The proposed research combines a new mathematical description of the spread of an infectious diseases which takes into account both age and average daily social contacts with a detailed analysis of the dataset of all traced infected individuals in the Province of Pavia. These information are used to develop a data-driven model in which calibration and feeding of the model are extensively used. The epidemiological evolution is obtained by relying on an approach based on statical mechanics. This leads to study the evolution over time of a system of probability distributions characterizing the age and social contacts of the population. One of the main outcomes shows that, as expected, the spread of the disease is closely related to the mean number of contacts of individuals. The model permits to forecast thanks to an uncertainty quantification approach and in the short time horizon, the average number and the confidence bands of expected hospitalized classified by age and to test different options for an effective vaccination campaign with age-decreasing priority.

Mean-field control variate methods for kinetic equations with uncertainties and applications to socio-economic sciences

L. Pareschi, T. Trimborn, M. Zanella

International Journal for Uncertainty Quantification, 12(1): 61-84, 2022. (Preprint arXiv)

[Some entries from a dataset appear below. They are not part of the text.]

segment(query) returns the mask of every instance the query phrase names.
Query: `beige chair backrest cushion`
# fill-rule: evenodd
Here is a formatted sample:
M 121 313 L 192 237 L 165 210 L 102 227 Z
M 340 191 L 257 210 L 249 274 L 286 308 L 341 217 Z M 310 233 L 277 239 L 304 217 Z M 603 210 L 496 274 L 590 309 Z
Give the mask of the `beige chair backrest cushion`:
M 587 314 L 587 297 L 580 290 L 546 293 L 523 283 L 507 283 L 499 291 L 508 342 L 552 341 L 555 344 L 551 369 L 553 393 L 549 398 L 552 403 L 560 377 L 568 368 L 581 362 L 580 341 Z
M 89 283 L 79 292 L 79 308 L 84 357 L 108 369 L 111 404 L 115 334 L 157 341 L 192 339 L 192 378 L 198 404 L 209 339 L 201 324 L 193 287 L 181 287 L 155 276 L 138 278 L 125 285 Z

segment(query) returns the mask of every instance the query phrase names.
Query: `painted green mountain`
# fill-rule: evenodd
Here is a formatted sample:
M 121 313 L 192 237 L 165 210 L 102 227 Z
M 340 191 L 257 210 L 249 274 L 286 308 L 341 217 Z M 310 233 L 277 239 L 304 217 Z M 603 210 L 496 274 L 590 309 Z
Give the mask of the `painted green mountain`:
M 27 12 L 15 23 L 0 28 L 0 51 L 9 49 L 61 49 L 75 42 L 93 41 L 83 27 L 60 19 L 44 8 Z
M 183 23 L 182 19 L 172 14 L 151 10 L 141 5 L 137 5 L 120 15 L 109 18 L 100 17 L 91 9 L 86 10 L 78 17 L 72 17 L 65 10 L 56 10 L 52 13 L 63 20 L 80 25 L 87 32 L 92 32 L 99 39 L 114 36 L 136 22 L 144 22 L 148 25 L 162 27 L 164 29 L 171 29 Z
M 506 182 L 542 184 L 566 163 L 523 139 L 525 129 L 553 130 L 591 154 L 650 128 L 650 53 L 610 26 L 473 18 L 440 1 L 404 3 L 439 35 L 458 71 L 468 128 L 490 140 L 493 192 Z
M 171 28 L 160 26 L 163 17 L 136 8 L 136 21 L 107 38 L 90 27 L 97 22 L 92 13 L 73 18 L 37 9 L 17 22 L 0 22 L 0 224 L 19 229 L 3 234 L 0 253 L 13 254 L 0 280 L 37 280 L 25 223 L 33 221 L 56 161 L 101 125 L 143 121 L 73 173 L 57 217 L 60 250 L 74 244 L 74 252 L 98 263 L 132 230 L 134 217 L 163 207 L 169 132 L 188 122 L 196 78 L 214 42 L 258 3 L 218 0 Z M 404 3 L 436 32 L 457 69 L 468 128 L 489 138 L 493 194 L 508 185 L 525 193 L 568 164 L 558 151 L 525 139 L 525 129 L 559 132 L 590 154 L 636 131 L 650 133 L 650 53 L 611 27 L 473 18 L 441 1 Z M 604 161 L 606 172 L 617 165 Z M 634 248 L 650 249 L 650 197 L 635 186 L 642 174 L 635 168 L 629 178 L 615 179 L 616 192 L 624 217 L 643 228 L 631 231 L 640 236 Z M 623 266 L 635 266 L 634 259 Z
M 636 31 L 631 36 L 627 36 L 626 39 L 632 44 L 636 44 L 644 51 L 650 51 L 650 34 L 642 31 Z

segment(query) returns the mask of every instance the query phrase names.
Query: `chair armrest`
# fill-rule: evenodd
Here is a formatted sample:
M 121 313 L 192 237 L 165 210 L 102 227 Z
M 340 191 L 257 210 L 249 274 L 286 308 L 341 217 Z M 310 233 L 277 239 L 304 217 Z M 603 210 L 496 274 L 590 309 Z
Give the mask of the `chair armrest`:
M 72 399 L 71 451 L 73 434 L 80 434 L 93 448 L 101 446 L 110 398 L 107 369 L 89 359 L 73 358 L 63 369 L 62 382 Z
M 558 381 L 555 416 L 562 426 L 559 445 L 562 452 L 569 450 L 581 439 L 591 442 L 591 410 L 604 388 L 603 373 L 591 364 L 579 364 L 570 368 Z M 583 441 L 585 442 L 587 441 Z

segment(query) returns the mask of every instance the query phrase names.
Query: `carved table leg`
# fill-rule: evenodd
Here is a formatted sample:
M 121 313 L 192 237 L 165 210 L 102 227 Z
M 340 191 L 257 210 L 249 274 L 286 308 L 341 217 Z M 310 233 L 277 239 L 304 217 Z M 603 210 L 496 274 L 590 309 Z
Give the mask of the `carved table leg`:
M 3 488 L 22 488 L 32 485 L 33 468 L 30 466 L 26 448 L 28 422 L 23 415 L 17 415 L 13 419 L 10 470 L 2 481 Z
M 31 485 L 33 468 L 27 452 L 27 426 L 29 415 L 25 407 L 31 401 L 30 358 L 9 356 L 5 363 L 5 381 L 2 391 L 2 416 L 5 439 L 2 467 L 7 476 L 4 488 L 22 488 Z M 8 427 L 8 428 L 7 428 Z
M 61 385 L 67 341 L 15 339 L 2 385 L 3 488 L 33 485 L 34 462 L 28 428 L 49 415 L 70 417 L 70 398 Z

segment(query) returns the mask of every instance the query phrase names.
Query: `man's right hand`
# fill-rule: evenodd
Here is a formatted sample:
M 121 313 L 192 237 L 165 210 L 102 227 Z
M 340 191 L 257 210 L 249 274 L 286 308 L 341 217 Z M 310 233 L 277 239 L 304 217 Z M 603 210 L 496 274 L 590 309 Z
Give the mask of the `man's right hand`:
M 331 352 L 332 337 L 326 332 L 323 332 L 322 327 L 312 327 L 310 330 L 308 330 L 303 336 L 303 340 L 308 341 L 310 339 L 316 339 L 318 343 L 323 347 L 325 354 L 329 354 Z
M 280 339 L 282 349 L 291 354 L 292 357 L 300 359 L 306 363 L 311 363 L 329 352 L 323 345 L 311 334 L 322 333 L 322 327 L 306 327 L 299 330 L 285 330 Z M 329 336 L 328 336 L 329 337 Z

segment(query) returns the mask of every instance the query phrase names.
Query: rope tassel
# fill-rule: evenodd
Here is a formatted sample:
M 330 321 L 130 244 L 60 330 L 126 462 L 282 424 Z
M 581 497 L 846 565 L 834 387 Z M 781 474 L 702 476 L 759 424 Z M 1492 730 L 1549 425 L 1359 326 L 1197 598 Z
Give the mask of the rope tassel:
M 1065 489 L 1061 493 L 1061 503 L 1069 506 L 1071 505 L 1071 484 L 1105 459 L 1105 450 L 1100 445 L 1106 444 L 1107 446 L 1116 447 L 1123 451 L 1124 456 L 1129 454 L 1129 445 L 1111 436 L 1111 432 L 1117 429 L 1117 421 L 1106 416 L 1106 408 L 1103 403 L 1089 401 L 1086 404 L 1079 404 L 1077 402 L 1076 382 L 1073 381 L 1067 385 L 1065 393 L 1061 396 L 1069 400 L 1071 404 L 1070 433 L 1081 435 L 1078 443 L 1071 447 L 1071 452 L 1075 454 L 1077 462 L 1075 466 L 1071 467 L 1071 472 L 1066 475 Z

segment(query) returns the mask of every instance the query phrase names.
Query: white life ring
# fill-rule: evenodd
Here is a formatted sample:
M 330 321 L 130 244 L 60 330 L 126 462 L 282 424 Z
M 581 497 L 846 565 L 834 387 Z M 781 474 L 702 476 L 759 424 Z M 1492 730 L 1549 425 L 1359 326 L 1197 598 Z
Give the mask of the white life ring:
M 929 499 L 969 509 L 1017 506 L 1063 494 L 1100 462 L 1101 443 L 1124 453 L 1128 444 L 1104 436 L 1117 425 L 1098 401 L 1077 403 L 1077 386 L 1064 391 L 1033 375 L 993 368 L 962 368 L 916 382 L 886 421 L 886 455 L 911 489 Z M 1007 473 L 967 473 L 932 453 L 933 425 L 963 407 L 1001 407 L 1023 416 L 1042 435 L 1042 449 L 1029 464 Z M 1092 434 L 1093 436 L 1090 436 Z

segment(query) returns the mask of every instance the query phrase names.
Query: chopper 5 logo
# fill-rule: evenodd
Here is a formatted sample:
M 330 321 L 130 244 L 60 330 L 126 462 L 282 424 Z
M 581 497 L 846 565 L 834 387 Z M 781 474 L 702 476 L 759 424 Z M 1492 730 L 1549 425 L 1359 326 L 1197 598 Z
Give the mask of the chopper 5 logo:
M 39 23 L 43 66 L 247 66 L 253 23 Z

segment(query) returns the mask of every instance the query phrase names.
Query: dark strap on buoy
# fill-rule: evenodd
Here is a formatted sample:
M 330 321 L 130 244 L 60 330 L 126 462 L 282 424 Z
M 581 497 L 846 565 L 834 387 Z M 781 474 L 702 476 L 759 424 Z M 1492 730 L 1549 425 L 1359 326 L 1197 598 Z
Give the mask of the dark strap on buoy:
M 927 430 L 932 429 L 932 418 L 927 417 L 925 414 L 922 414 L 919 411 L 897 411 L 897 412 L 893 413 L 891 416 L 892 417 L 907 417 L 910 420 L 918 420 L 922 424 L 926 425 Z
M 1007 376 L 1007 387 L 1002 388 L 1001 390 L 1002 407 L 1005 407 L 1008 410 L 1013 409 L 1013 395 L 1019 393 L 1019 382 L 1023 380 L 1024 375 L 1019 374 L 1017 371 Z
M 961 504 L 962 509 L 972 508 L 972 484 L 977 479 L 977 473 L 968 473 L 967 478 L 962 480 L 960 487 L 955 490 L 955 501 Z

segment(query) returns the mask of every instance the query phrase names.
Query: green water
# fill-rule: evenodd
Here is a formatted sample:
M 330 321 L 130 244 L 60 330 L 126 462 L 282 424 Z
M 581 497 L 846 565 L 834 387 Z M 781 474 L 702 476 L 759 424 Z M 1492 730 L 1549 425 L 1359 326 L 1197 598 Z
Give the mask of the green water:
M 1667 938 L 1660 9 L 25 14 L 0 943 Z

In this paper, we extend a recently introduced multi-fidelity control variate for the uncertainty quantification of the Boltzmann equation to the case of kinetic models arising in the study of multiagent systems. For these phenomena, where the effect of uncertainties is particularly evident, several models have been developed whose equilibrium states are typically unknown. In particular, we aim to develop efficient numerical methods based on solving the kinetic equations in the phase space by Direct Simulation Monte Carlo (DSMC) coupled to a Monte Carlo sampling in the random space. To this end, exploiting the knowledge of the corresponding mean-field approximation we develop novel mean-field Control Variate (MFCV) methods that are able to strongly reduce the variance of the standard Monte Carlo sampling method in the random space. We verify these observations with several numerical examples based on classical models , including wealth exchanges and opinion formation model for collective phenomena.